Step-by-step explanation:
The question refers to the comparison of two functions, f(x) = 1.23x + 17 and g(x) = 0.5(1.23)^x, specifically regarding their rates of change. Let's analyze the correctness of each statement provided in the context of these functions:
- a. The rate of change of the function f(x) is never greater than the rate of change of the function g(x). This statement is not true. The function f(x) is linear with a constant rate of change of 1.23. The function g(x) is exponential, and its rate of change increases as x increases, ultimately becoming greater than that of the linear function.
- b. The rate of change of the function g(x) will eventually be greater than the rate of change of the function f(x). This statement is true. As explained above, the exponential growth of g(x) will surpass the constant rate of f(x).

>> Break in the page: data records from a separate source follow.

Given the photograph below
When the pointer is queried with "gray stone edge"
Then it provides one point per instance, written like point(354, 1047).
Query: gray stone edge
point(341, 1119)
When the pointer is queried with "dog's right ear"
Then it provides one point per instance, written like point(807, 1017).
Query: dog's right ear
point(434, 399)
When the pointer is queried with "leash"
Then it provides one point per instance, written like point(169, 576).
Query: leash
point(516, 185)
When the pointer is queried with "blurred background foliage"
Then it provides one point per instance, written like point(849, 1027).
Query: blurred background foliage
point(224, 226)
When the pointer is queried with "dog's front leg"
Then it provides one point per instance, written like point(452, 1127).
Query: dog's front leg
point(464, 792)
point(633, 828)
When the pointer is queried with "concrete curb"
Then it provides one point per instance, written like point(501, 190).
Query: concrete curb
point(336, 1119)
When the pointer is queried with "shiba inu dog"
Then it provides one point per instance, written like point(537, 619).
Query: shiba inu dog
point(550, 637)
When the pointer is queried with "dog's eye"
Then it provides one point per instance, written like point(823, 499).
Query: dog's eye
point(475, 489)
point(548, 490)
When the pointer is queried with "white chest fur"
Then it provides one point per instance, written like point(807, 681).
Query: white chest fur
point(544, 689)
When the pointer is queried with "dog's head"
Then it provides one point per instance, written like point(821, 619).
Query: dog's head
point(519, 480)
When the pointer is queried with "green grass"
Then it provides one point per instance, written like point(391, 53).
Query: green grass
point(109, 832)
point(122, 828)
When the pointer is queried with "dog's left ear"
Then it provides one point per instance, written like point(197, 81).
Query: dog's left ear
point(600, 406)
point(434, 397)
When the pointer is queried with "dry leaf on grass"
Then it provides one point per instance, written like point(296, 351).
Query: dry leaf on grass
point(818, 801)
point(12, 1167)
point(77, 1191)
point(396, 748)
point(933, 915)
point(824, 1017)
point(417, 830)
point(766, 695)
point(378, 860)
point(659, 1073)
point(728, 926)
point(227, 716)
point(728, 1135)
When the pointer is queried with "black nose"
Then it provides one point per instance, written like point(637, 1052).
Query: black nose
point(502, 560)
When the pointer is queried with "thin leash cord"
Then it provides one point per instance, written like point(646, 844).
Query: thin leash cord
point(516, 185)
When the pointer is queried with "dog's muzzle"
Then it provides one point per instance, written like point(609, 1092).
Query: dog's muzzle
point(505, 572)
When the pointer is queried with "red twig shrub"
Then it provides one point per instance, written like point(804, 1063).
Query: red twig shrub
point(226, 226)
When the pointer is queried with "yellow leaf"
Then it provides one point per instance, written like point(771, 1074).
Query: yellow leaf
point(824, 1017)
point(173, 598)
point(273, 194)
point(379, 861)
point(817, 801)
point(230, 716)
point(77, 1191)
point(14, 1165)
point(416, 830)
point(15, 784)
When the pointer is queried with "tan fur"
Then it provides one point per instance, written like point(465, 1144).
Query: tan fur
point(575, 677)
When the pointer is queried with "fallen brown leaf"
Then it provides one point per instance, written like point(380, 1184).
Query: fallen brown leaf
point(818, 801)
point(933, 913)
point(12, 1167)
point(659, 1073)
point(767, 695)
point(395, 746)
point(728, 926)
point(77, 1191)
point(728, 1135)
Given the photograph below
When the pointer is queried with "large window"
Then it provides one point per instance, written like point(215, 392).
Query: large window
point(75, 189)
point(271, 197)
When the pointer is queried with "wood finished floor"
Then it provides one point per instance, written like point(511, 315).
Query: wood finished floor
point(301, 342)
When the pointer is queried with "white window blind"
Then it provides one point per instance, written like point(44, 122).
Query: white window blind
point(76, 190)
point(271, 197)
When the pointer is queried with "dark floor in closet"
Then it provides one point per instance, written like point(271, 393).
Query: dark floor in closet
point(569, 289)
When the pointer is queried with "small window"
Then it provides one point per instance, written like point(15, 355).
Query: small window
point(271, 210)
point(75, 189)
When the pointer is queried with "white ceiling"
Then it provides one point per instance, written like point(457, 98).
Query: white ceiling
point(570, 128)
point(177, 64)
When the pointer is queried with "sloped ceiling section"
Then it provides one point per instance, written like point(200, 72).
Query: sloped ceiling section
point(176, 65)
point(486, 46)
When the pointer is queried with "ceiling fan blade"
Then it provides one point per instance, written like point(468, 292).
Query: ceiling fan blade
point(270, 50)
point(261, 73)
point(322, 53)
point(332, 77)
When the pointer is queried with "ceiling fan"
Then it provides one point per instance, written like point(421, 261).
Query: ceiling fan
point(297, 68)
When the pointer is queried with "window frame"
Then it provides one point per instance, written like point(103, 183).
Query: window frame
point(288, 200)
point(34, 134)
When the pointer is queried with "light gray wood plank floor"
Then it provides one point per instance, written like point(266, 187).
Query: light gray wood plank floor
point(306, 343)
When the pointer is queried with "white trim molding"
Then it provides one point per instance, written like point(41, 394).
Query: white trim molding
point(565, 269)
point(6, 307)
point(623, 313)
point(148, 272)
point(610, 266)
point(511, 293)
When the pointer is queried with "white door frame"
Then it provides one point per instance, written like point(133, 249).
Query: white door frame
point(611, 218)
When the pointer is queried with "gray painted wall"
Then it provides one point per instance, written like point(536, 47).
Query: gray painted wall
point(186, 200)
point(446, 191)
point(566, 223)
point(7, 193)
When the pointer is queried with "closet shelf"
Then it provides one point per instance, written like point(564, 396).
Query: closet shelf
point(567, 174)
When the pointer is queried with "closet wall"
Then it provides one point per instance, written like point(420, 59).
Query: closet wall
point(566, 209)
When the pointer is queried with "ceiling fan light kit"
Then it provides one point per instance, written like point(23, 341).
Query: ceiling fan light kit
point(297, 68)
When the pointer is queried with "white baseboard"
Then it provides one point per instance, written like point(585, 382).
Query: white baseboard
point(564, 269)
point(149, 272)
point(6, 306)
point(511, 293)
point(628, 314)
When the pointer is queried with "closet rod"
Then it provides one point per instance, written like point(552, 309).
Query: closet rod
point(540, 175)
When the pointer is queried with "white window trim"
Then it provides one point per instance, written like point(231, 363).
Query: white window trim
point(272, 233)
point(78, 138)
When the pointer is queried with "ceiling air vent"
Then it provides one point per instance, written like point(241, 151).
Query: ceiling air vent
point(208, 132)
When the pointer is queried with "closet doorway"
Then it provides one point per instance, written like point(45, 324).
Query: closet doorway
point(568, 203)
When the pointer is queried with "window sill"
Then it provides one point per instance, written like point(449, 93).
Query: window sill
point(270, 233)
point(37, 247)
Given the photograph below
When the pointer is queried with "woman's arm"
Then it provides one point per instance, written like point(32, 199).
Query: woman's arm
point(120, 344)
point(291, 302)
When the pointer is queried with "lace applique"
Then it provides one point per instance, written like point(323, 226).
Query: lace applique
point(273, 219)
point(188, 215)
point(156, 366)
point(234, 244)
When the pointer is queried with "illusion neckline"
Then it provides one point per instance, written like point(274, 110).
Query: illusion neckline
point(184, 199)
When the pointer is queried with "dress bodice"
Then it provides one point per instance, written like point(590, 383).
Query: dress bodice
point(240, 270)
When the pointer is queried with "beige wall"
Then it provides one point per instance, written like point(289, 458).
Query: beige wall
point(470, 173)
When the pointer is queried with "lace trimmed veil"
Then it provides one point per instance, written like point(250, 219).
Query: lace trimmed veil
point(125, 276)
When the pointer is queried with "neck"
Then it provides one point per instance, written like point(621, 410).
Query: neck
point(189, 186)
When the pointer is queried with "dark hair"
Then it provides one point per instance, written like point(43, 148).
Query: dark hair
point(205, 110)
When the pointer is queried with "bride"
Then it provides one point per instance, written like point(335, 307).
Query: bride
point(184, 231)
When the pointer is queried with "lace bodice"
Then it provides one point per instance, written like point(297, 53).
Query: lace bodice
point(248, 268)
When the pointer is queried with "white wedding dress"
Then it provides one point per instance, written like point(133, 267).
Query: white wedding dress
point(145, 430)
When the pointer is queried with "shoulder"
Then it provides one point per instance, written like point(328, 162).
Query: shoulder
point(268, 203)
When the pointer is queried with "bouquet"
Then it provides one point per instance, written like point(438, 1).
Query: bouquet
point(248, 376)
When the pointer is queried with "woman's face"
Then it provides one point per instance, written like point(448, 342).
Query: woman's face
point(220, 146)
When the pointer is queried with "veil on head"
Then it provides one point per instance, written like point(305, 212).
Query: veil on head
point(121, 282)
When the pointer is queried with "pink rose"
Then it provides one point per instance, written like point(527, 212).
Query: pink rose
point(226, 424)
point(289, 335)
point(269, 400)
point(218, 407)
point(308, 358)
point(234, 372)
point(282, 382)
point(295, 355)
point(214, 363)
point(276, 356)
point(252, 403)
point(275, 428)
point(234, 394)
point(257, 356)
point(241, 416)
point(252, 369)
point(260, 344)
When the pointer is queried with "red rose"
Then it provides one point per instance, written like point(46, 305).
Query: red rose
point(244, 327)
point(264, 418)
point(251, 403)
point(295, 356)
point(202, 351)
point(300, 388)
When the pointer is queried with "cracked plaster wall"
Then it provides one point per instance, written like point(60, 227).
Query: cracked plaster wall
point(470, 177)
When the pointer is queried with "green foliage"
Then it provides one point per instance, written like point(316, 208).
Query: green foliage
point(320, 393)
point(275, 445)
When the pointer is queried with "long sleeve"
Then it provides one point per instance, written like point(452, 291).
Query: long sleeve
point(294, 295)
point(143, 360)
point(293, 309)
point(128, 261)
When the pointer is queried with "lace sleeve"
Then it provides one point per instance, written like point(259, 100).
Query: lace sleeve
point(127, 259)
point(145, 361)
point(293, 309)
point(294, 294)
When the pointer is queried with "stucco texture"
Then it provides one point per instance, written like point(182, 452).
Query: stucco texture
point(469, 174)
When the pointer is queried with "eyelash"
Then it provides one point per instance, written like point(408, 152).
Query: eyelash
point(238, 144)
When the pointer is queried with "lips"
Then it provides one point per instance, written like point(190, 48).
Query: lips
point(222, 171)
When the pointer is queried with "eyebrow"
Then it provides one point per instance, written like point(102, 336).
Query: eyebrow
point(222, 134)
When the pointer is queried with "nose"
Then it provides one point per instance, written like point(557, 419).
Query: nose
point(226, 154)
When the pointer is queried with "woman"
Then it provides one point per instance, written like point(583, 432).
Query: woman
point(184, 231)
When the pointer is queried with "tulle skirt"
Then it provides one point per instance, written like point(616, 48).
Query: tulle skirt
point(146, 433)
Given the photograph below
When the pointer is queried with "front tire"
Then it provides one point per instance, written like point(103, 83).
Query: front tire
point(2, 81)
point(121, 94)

- c. The rate of change of an exponential function cannot be determined. This statement is not true. The rate of change of an exponential function can be determined and is not constant—it increases or decreases depending on the base of the exponent.
- d. The rate of change of the function f(x) only appears to be the same as the rate of change of the function g(x). This statement is not true as well. The rate of change of the function f(x) is constant, whereas that of g(x) is variable and depends on the value of x.
Therefore, the statements a, c, and d are not true about the given functions.